This academic trend is known as “social history” and, coupled with rising civil unrest in cities, it compelled the history department to found the Urban Archives, according to a 1975 statement by then-Director Fredric Miller. The collection began to catalog records from organizations like the Committee of Seventy, a Philadelphia-based civic reform group founded in 1904, and the Urban League of Philadelphia, a branch of a national advocacy group for African-Americans, which was founded in 1917.
Finkel said for many years, scholars paid less attention to the city’s 19th and 20th century history.
“Everybody, as you can imagine, in Philadelphia has a real problem shaking 1776,” Finkel said. “It’s the default setting we’ve had.”
One of the Urban Archives’ most prominent 20th century documents is its collection of Philadelphia Special Investigation Commission records, which includes information on the MOVE bombing.
MOVE, a Philadelphia Black liberation group, had multiple conflicts with the Philadelphia Police Department in the 1970s and ’80s. In 1985, police dropped a bomb on MOVE’s headquarters in West Philadelphia, killing 11 members, including five children. The fire from the bomb destroyed more than 60 rowhomes.
“It’s a very rich collection and there’s almost always somebody wanting [to use the collection] to do a documentary or a story,” Sly said.
Carter Reynolds, a sophomore political science and economics major and Special Collections student worker, said he had never learned about MOVE until he had to photocopy documents produced by the Philadelphia Special Investigation Commission. The commission, appointed by then-Mayor Wilson Goode, conducted public hearings and wrote a report criticizing the actions of the city government.
“Just skimming over the papers, it was really interesting to read,” Reynolds said.
Timothy Patterson, an education professor who teaches social studies courses, uses the archives to teach his students how to better use primary sources.
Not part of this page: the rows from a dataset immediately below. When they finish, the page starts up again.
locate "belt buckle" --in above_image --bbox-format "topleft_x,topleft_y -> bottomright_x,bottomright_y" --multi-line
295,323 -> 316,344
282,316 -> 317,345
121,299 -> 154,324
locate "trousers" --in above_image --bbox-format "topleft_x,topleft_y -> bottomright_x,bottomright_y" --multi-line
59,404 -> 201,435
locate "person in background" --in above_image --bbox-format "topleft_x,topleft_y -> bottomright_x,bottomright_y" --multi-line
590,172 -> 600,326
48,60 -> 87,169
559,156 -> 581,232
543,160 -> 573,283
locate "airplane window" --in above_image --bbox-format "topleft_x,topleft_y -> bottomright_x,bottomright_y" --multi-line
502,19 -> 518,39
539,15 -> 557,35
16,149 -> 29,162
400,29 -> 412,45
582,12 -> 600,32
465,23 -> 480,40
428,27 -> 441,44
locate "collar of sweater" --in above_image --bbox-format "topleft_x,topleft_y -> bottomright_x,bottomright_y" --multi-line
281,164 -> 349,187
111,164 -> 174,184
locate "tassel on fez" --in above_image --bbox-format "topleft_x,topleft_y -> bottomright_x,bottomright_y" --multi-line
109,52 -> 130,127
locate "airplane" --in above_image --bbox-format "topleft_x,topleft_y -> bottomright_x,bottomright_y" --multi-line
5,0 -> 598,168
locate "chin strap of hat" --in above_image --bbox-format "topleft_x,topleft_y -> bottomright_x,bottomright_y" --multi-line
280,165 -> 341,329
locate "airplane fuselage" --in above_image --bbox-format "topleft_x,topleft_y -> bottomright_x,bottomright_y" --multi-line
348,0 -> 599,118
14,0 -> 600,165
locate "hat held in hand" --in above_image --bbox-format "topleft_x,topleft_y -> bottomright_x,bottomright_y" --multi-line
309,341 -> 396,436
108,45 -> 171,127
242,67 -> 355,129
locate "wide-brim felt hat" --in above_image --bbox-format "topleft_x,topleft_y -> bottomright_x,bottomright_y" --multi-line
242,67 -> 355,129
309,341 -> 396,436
He wants to help his students, who will be teachers themselves, assist their future students in being critical evaluators.
Patterson added that it’s important to preserve the archives for future questions by historians and academics.
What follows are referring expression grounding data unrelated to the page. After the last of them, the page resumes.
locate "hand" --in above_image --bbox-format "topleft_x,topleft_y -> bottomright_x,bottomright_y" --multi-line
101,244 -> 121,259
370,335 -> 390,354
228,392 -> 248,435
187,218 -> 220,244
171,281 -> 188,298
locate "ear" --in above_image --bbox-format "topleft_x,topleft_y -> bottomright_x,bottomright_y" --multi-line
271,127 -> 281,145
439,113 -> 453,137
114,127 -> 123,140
“We have to preserve evidence from the past,” Patterson said. “We have to present as much as we can so that that evidence exists. Historians don’t write in a vacuum.”
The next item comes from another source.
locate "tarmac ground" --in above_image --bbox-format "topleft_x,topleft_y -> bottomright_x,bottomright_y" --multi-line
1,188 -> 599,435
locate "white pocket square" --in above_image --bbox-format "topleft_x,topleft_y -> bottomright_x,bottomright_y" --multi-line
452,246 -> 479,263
Last Friday, Reynolds leafed through envelopes filled with Philadelphia Evening Bulletin clippings and alphabetized them by their keywords. The envelopes were recently transferred into new acid-free storage containers, a part of the Urban Archives’ five-year preparation for moving into the new library.
Sly said the new library will provide Special Collections with a dedicated classroom to conduct its own programming. Special Collections also plans to digitize more past archived material.
“In olden days, it used to be that stuff was stashed in closets and attics,” Sly said. “But now the digital is more challenging. … A lot of that is much more ephemeral. So if you don’t capture it up front, you might not get it.”
One of the Urban Archives’ digital-focused projects is a collaboration with organizers from the Women’s March on Philadelphia, which was one of more than 600 protest marches held in the United States on Jan. 21, the day after President Donald Trump’s inauguration. On the day of the march, Urban Archives staff hosted a collection station to gather signs and other materials. Later, they “harvested,” or digitally preserved, the content from the Women’s March on Philadelphia website and Facebook page.
Despite the changes brought by the spread of digital technologies, Sly said the mission of the Urban Archives to preserve Philadelphia’s social history remains the same.
“Everybody has a story to tell and we want to be able to make sure those are captured and preserved,” she added.
CORRECTION: This article previously misstated how the Urban Archives acquired the photographs from the Inquirer. Ken Finkel was also misquoted.